Global Warming Overkill – My Letter on the IHT

For the 12th time, the International Herald Tribune has published a letter by Yours Truly.

As usual, here the text as printed in the newspaper, followed by my original message.

Letter on the IHT:

Global warming overkill (March 8 )

I have been rather disappointed by your three-part “Global warming, land by land” commentaries (March 5).

In “Losing Bangladesh, by degrees,” Tahmima Anam barely mentions the country’s real problems — poverty and overpopulation. We may discuss which one generates the other, but the main issue is not global warming. It’s Bangladesh’s inability to cope with any change.

In “While Australia burns,” Iain McCalman makes the flimsiest of connections to global warming. We barely get a hint of the fact that Australia’s environment has been shaped by thousands of years of fires, independent of any recent climatic change.

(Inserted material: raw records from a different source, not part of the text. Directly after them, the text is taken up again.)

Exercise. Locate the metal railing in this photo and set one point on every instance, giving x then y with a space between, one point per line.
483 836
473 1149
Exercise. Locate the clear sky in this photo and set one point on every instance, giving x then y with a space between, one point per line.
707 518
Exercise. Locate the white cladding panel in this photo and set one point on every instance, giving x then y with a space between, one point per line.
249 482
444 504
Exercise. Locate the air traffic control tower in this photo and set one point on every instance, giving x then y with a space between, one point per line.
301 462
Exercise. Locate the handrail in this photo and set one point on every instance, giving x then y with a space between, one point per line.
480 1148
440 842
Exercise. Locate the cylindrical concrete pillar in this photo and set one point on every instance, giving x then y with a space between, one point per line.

Finally, “Memories of a colder Iceland” by Kristin Steinsdottir appears to be an exercise in self-delusion. We are treated to a series of Icelandic climatic quirks and changes, but, for no apparent reason, they are ominously linked to global warming.

If you wanted to demonstrate that global warming is an all-encompassing Mother of All Evils that risks distracting us from real issues, impeding our understanding of nature, you have been successful.

Maurizio Morabito, England

Original:

Dear Editors

I have been rather disappointed by your choice of Opinions for page 6 of the IHT on March 5 (“Global Warming, land by land”).

In “Losing Bangladesh, by degrees“, Tahmima Anam barely mentions the real problems of that country: poverty, and overpopulation. We may discuss which one generates the other, but the main issue is not “Global Warming”: rather, Bangladesh’s inability to cope with _any_ change.

In “While Australia Burns” Iain McCalman makes the flimsiest of connections to “Global Warming”. Again, we barely get a hint of the fact that the Australian natural environment has been shaped by thousands of years of fires, independently of any recent climatic change.

Finally, “Memories of a colder Iceland” by Kristin Steinsdottir appears to be an exercise in self-delusion. Just like years ago everybody seemed to be developing Carpal Tunnel Syndrome, nowadays everybody can feel “Global Warming” in anything that can happen. In the case of Ms. Steinsdottir, we are treated to a series of Icelandic climatic quirks and changes, but still for no apparent reason whatsoever they are ominously linked to “Global Warming”.

Not sure what you had in mind when designing that page. Anyway, you have been very successful if all you wanted to demonstrate was that “Global Warming” is an all-encompassing Mother of All Evils that risks distracting us from the real issues, impeding our understanding of nature, and in general consigning us all to a depressing, self-castrating mood.